Firefighters go through ‘extreme’ training
Firefighting is tough enough with 20/20 vision, and it can get even tougher when eyesight can't pierce through the haze. To simulate the effects of zero visibility in a smoke-filled structure, Gaffney firefighters such as Robert Ruff, pictured, had to place wax paper in their face masks during open space search and rescue training held this week. (Ledger photo / TIM GULLA) Imagine going into a building crawling on your hands and knees, blindfolded, and trying to describe the layout of the building based solely on your sense of touch.
Now throw in the possibility that someone’s life, including your own or your co-workers, could be on the line while you grope and plot your way and the task can take on somewhat unimaginable proportions — especially if you don’t know your way back out.
City of Gaffney firefighters didn’t really have to imagine that scenario this past week, as all members of the city fire department had to go through an admittedly “extreme” training exercise.
Firefighters spent most of the training exercises crawling on their hands and knees. The goal of the program was for firefighters to practice their searchand rescue techniques in a large area setting with zero visibility, to simulate what they might encounter in an industrial building filled with smoke.
“You can really have zero visibility,” said training officer Scott Coleman.

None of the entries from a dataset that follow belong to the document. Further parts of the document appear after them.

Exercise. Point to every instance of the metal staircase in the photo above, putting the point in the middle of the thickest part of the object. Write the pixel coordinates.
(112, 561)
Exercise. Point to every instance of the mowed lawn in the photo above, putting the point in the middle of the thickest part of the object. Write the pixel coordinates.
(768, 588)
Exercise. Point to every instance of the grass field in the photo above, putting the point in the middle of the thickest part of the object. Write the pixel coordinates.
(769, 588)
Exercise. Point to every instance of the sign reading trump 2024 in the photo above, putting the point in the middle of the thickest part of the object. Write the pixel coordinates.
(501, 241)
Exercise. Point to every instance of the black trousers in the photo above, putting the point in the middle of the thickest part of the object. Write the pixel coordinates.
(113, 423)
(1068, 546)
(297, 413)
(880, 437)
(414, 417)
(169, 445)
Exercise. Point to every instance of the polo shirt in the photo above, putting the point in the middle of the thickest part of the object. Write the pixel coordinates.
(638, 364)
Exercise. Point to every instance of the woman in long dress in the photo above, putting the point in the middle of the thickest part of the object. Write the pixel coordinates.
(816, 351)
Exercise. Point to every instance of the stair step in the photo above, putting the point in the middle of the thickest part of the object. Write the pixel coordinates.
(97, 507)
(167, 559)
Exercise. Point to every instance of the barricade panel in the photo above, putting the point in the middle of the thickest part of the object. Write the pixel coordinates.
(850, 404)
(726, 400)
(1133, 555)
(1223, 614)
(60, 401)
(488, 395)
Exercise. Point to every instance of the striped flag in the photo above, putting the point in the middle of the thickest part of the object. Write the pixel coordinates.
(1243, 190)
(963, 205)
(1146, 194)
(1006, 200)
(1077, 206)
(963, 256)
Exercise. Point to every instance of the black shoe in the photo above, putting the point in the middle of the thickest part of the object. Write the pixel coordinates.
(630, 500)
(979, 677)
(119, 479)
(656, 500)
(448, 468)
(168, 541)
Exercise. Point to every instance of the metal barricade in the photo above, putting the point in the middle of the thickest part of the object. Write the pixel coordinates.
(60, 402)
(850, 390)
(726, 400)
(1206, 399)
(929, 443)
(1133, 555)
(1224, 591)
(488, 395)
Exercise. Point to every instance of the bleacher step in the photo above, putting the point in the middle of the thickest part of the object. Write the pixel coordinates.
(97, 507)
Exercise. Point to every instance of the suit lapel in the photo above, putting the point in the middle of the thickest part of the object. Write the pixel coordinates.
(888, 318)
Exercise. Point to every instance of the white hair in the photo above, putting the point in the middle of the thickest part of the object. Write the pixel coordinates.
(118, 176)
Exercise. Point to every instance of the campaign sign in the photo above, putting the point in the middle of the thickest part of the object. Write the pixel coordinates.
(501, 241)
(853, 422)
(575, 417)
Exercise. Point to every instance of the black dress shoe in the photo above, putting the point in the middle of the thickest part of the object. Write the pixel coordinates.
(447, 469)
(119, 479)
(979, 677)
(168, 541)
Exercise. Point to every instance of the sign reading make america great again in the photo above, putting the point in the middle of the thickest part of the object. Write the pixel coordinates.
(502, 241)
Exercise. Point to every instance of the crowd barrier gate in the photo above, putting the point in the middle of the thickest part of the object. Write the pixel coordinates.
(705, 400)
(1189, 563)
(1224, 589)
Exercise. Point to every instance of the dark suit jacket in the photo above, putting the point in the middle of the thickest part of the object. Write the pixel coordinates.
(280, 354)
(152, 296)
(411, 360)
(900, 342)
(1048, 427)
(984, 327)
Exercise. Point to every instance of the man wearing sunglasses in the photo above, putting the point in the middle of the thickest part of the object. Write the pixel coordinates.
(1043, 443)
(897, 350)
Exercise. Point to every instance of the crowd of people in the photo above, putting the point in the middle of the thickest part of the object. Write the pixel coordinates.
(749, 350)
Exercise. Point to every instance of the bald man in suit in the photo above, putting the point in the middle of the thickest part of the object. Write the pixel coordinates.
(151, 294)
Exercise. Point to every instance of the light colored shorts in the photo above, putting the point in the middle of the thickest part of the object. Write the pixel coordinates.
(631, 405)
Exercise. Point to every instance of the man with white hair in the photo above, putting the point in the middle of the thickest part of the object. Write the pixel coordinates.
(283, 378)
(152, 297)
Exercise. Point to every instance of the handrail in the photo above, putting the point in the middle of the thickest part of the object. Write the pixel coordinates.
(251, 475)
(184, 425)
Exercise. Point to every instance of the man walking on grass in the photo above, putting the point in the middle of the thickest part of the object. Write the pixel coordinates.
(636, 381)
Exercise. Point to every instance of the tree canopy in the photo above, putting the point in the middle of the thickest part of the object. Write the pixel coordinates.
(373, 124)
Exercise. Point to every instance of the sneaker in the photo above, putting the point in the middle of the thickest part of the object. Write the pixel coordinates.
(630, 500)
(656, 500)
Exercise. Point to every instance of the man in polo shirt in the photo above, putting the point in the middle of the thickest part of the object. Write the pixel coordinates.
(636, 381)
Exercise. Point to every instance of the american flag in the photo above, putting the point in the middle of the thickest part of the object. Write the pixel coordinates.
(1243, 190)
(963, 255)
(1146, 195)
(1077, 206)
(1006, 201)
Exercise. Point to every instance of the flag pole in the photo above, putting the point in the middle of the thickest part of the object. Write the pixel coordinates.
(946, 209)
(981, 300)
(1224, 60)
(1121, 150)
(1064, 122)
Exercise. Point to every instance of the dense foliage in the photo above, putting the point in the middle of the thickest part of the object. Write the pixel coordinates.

While smoke eventually clears and firefighters have access to technologies such as infrared cameras to help them pierce through haze, Coleman didn’t give the firefighters such benefits when running them through drills this week.
Each firefighter entering the practice area had wax paper applied to their face masks, which only permitted them a sense of light and dark but not the ability to really see.
“The hope is, if you train in extreme conditions, it will build the firefighters’ confidence and skills to use on the job,” Coleman said.
This week, firefighters specifically were tasked with using a “systematic approach” to search and rescue, in which they entered the practice area as teams and used ropes knotted at specific measurements to lay out search grids while communicating what they saw, or felt, to other firefighters outside the building.
Firefighters outside the building used the rope measurements they heard over the radio to plot the search-and-rescue teams’ location inside the building, and what areas were searched so follow-up efforts could concentrate on different areas.
The fire resistant ropes used by the firefighters serve additional uses — perhaps the most important being as a way to lead firefighters back out of a building when they can’t see where they’re going.
The essentially blindfolded firefighters inside the building had to conduct their searches in full gear and while breathing from air tanks, and every firefighter who completed the practice session was soaked in sweat long before the practice session was completed.
Coleman has additional sessions planned that will ramp up the exercise.
Fire Chief Nathan Ellis said he appreciated the use of a vacant commercial property for the drills. “Because of the generosity of a local building owner, we were able to do this training in a realistic setting,” he said.